There are nine full-size pool tables here; each costs $6 an hour to use, $4.80 if you're playing alone. They sell snacks like candy bars, cookies, pop, bottled water and fruit juice, up in a nook by an antique cash register that's lined with stacks of quarters and chalk for the cue tips. Ceiling fans swirl the warm air through the room. Thin curtains mute the light from outside.

"We open the door to people we know or potential customers," Bean says. All of the players say they welcome new customers, who occasionally wander in but are, they think, usually too intimidated by the area to check the place out. "A lot of those older guys still patronize the establishment," Bean says, "but in order for me to survive I have to go to a newer crowd, people who are really serious about shooting pool."

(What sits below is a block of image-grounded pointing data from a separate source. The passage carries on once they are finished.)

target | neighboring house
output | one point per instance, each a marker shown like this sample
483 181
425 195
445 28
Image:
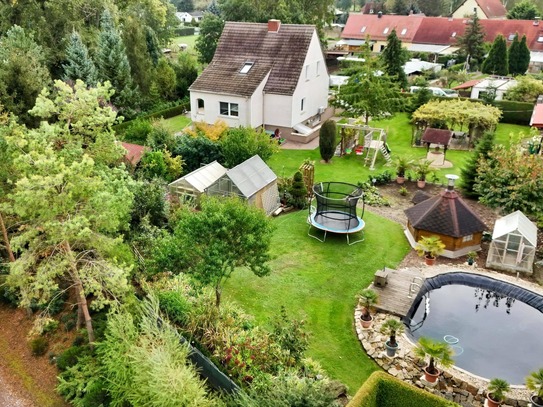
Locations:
251 180
265 75
134 153
188 17
439 35
191 186
514 242
448 217
486 9
497 85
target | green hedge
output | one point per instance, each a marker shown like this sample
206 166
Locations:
165 114
381 389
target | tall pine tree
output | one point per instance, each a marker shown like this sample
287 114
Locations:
78 63
513 56
524 56
394 58
496 62
112 63
472 42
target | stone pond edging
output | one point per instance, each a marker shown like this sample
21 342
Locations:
454 384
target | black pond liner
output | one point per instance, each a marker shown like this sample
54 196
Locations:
528 297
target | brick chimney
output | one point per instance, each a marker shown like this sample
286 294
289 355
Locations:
273 26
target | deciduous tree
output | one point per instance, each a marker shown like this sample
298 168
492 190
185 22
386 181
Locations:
496 62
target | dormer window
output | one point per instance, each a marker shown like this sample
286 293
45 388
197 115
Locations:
246 67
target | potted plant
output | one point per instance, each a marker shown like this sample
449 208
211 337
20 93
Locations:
367 298
437 352
496 392
422 169
472 255
534 382
430 247
392 327
402 165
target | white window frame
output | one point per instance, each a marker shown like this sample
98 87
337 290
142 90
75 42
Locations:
231 109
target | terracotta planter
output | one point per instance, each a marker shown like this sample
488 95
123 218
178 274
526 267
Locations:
430 377
430 261
366 324
490 402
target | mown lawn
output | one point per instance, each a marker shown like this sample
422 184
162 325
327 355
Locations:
318 283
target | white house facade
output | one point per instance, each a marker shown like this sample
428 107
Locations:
264 75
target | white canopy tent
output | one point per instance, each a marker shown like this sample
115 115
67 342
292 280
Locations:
514 241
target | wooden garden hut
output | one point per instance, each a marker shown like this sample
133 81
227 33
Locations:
514 242
193 185
252 180
448 217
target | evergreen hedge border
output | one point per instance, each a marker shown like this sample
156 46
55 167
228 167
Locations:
381 389
165 114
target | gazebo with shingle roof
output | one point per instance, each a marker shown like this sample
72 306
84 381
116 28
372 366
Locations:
450 218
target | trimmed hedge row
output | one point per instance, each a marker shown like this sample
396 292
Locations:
165 114
381 389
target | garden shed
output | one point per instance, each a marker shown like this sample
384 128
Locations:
514 242
194 184
448 217
252 180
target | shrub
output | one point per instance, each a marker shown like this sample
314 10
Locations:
175 305
38 346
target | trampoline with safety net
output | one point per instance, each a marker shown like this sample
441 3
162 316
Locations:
336 210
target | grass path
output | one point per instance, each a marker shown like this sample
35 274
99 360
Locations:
318 282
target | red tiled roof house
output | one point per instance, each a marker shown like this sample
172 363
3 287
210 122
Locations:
271 75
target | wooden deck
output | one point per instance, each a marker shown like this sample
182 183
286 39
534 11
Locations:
394 297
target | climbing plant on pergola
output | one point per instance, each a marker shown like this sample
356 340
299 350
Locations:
456 113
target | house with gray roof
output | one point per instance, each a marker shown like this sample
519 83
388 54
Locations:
268 75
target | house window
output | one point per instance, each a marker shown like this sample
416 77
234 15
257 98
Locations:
246 67
229 109
200 105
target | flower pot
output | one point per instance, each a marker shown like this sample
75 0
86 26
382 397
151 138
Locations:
430 261
366 324
430 377
491 403
536 402
391 350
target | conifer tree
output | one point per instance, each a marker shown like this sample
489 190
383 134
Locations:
524 56
472 42
394 57
112 63
513 55
78 63
469 171
496 62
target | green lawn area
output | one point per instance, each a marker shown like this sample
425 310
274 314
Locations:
176 123
319 281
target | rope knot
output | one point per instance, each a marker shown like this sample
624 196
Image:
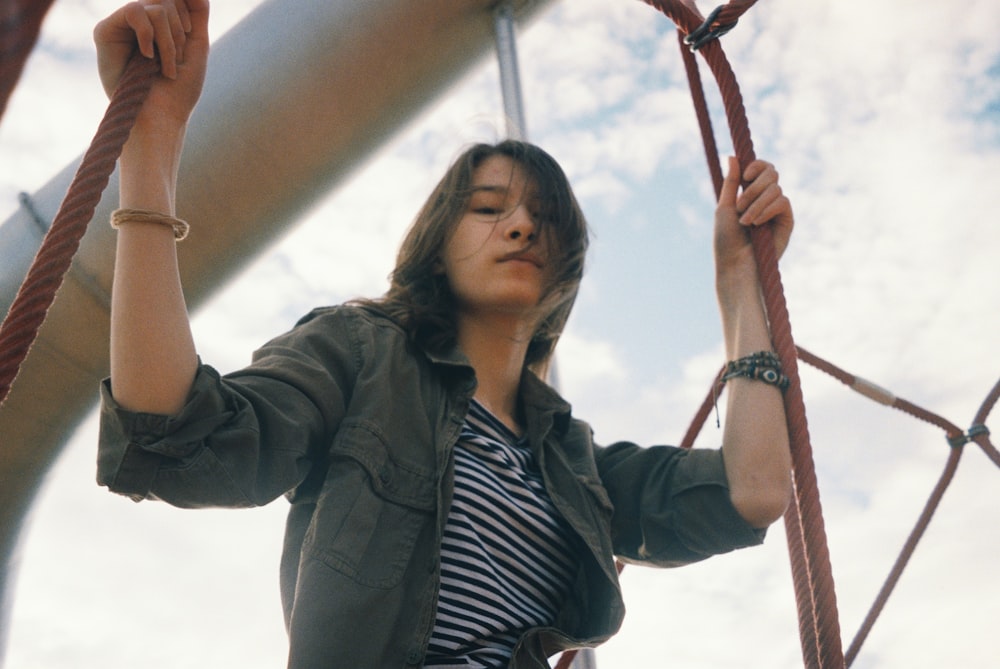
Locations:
709 30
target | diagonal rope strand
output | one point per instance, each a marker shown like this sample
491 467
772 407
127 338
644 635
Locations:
38 291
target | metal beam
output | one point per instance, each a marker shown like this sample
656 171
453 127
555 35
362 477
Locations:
297 94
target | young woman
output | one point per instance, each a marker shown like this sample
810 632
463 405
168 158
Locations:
444 501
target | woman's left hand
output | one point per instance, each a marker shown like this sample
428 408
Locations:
762 201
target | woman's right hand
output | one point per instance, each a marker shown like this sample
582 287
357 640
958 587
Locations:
175 29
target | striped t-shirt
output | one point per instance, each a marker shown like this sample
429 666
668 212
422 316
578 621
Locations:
507 558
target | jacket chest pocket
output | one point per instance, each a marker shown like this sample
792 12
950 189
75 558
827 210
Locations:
371 509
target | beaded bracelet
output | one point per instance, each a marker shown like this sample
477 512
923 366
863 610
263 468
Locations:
120 216
761 366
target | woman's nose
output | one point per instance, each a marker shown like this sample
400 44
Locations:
520 224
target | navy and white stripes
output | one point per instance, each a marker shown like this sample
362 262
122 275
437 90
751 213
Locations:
507 557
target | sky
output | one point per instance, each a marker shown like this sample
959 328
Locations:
884 122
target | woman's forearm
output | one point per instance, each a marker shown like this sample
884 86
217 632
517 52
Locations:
755 437
153 358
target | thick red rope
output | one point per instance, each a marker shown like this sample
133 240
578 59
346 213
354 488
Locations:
38 291
811 570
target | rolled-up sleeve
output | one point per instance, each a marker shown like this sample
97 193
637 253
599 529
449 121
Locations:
672 505
242 439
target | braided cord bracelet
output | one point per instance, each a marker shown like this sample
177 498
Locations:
122 216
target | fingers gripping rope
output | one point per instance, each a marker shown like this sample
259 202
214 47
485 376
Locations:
812 574
38 291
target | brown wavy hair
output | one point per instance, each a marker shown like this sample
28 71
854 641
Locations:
419 297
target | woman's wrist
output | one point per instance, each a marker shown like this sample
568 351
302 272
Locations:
149 164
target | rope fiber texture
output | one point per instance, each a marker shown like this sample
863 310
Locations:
38 291
812 574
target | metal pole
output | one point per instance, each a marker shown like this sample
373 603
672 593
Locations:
510 79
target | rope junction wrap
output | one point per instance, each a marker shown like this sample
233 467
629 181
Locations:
809 556
811 570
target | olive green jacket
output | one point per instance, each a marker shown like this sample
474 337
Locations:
356 427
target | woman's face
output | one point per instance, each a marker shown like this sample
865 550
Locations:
496 260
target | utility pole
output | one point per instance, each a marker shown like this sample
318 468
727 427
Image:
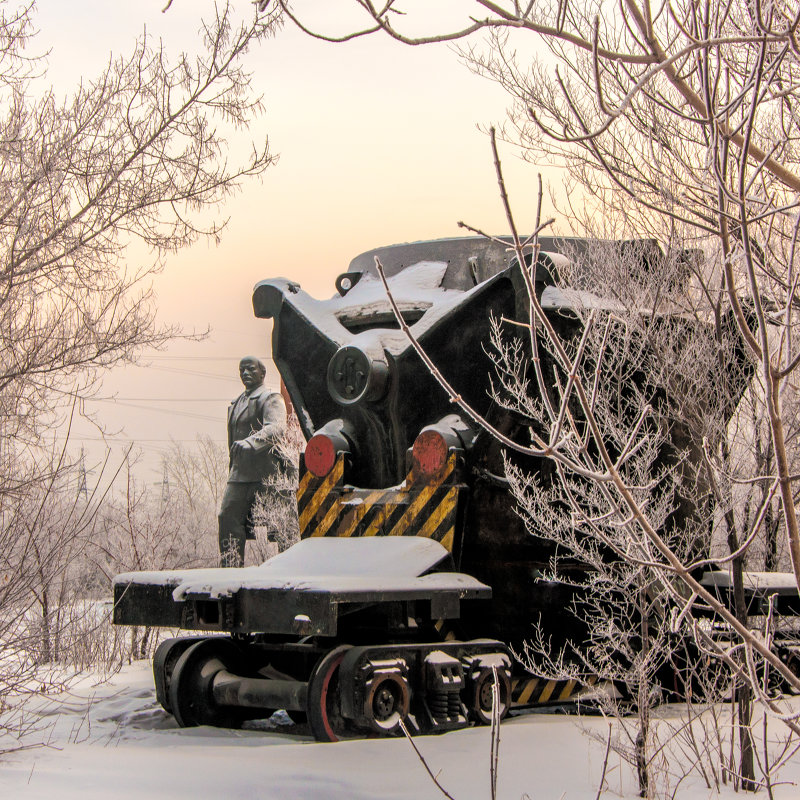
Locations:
82 488
165 487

Bridges says fewer than two-dozen players form the core of the patrons here.

They switch to playing "one-pocket." King takes a shot. "Oh, no, you didn't!" yells King as the cue ball rolls its way into a scratch. "Oh, yes, you did!" says Bridges with an evil snicker. The ball sinks. King throws his body into a contortion of mock fury. He's known here as "Kill Bill."

The men pick on each other the way longtime friends do, giving each other nicknames and making fun of every missed shot. Next to the hourly pool rate chart on the back wall is a two-year-old funeral announcement for a man named John White, "known as Shity John," the handwritten note says. Even death can't wipe away a rude nickname here.

The street outside remains much the same as ever, trolled by the homeless and the hookers, but things are changing in the blocks nearby, as old buildings become lofts or apartments, and new residents move in. Bean isn't sure what that means for the pool hall. The kind of people gentrification attracts don't patronize places like this, old pool halls frequented by older men from the old neighborhood. New development is often the beginning of the end for places like Bill's.

"I see Wayne State coming down from the north, and I see the Ilitches coming from the south, so I'm in the middle between some changes," Bean says. "They got some housing where there was no housing. I'll give it a shot. If it works, fine, I'll carry on the tradition. If not, then I'll leave."

Bill's Recreation is located at 3525 Third St., Detroit; 313-833-4238.